NINE INCH NAILS Parco della musica, Milano, Italia - 24 giugno 2025
Noi di Distopic.it non avevamo grandi aspettative. Dopo anni di silenzio discografico e un’attività dal vivo più sporadica che continuativa, temevamo che i Nine Inch Nails fossero diventati un reperto storico, con il meglio ormai alle spalle. Invece, il live del 24 giugno al Parco della Musica si è rivelato una delle loro esibizioni italiane più solide e sorprendenti. Merito di una scaletta ben costruita, con alcune scelte che hanno colpito anche i fan più attenti. Brani come “The Perfect Drug”, “Somewhat Damaged”, “The Big Come Down” e “I’m Afraid of Americans” (cover di Bowie) sono stati recuperati con cura e intensità, dopo anni ai margini dei tour.
Nessun nuovo album da promuovere: solo la voglia di misurarsi con il proprio repertorio, ed è stato un bene. Trent Reznor ha da poco compiuto sessant’anni, ma sul palco ha dimostrato una tenuta scenica invidiabile. La voce è ancora solida e tagliente, e la fisicità resta centrale nella performance. Gli anni spesi in studio – soprattutto nella scrittura di colonne sonore con Atticus Ross – non lo hanno arrugginito: al contrario, sembrano aver affinato la sua gestione dei vuoti, delle pause, del crescendo. Attorno a lui una band compatta ed efficace: Robin Finck, Alessandro Cortini, Ilan Rubin e lo stesso Atticus Ross. Tutti precisi, concentrati, affilati. Ross, in particolare, ha inciso in modo netto, con un lavoro discreto ma determinante.

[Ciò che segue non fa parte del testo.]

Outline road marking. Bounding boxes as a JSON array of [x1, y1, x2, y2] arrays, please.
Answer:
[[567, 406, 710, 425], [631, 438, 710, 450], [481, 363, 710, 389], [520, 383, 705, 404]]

Chi segue i NIN dagli esordi e ricorda formazioni diverse – ad esempio con Chris Vrenna alla batteria, oppure Charlie Clouser ai synth, oppure Danny Lohner al basso, ora coglie senza dubbio un’evoluzione: meno istinto, più controllo, meno caos, più definizione. L’impatto resta forte.
Le riprese trasmesse in diretta sui maxi-schermi – prevalentemente in bianco e nero, con un’estetica cruda, quasi industrial – hanno valorizzato la performance senza cercare effetti patinati: inquadrature essenziali, montaggio al servizio della musica. Un taglio visivo coerente con l’identità del gruppo, ruvido ma preciso. Anche il light design, altro punto fermo dei live di Reznor, è stato all’altezza: giochi di luci fredde, intermittenze stroboscopiche, silhouette in controluce. Ogni brano aveva un’identità visiva netta, coerente con l’umore del pezzo.
Il finale, con “Head Like a Hole” e “Hurt”, era prevedibile, ma ha funzionato. “Hurt”, in particolare, è sembrata ancora una volta la chiusura più adatta: trattenuta, dolente, diretta. Nessuna retorica, solo un pezzo che continua a parlare a più generazioni.
Un concerto che non ha cercato di sembrare giovane o moderno. Ma che ha dimostrato come si può invecchiare restando rilevanti. Con lucidità, rigore e una forza espressiva ancora pienamente viva.